All of us, like Orwell, harbor prejudices and anyone who says differently is either a liar, a hypocrite, or a fool. Just as anyone who has traveled extensively will have seen and experienced racism of one form or another. The best we can offer ourselves and each other is to try to emulate Orwell’s practice of “checking himself,” his “continued acts of self-mastery.”

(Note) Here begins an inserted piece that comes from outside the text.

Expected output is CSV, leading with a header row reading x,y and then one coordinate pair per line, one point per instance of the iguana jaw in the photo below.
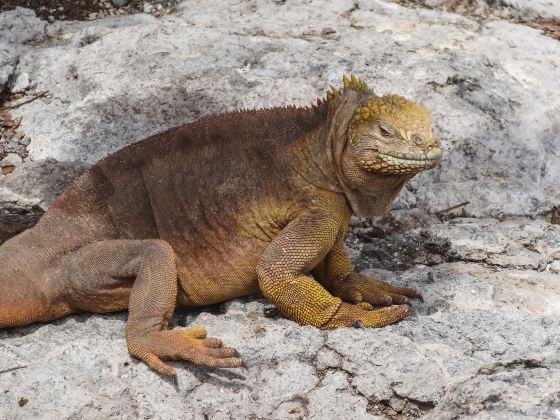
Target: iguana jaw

Championing one group frequently requires criticizing another. While I do not resile from my remarks about Muslim fundamentalists and Islamic terrorists, I’m well aware that—as I’ve previously noted—”I need to occasionally corral my instictive exuberance, my heartfelt belief that conflict, and only conflict, offers the key to engaging an audience’s attention.” Though there is sometimes a fine line between the provocative and the offensive, nothing I have written could be construed by any reasonable person as “racist.” My recent entries have been all been written with the goal of contributing to what Steve Himmer describes as “a valuable conversation about how the peace movement should proceed.”

Steve’s own responses to my arguments, with which he finds much to disagree, have been exemplary in their honesty and intellectual rigor. I look forward to continuing the conversation in the direction he has mapped out.